The Starmer government’s disdain not just for critics of Peter Mandelson’s privileged lifestyle and friendships, but for advocates of anything resembling principled leftwing policies, has been responsible for numerous missteps that seem to confirm the “Politicians are all the same” narrative. This applies as much to the international as the domestic sphere.

We should not forget that the main argument (accepted by both Labour and the Tories) for appointing Mandelson as ambassador to Washington was the perceived need to appease Donald Trump. Let’s hope that the Mandelson-Epstein scandal will prompt not just a procedural inquiry into who knew what and when, but also a reckoning with Labour’s overriding obeisance to Trump and his foreign policy.
Dr Chris Sinha
Cringleford, Norfolk

• A few of us predicted Starmerism would end, but not in the way that Owen Jones thinks (The left warned that Starmerism would end like this. Now all of Britain faces the fallout, 9 February). Labour’s left wing, the biggest election-losing machine in the party’s history, has lost no time in getting its knives deployed into Keir Starmer’s back.

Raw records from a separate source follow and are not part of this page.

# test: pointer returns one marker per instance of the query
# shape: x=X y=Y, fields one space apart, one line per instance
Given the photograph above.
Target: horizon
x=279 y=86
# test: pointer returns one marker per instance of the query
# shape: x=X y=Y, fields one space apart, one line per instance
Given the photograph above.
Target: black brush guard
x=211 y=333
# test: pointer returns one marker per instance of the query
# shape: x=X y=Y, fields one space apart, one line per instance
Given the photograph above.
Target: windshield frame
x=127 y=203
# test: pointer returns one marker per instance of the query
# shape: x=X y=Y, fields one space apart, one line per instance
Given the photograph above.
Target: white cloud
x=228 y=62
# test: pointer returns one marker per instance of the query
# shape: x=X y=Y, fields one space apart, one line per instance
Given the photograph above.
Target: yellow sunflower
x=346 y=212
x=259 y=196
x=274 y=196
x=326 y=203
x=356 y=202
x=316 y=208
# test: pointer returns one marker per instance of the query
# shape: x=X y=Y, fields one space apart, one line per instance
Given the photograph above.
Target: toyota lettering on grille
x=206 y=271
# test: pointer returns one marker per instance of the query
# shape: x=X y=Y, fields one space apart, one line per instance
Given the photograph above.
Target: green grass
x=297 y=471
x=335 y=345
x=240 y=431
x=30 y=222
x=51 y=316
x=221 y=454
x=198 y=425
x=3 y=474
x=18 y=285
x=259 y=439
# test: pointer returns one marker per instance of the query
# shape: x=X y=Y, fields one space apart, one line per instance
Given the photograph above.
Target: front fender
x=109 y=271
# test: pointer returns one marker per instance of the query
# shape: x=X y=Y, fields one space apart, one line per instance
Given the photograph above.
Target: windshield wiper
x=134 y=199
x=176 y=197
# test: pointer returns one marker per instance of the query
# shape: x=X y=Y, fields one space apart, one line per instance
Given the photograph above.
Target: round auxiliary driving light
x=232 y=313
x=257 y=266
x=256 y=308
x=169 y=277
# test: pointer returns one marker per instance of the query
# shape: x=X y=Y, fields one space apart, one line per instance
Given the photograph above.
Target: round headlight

One expects confected outrage from the opposition to, well, anything, but it is particularly damaging when the party itself is publicly intent on destroying its leader – particularly one who is barely a year into delivering a huge programme of national renewal. If there was ever a time for the left and its supporters to keep their own counsel, this is it, because the only winners out of the current furore will be Reform UK.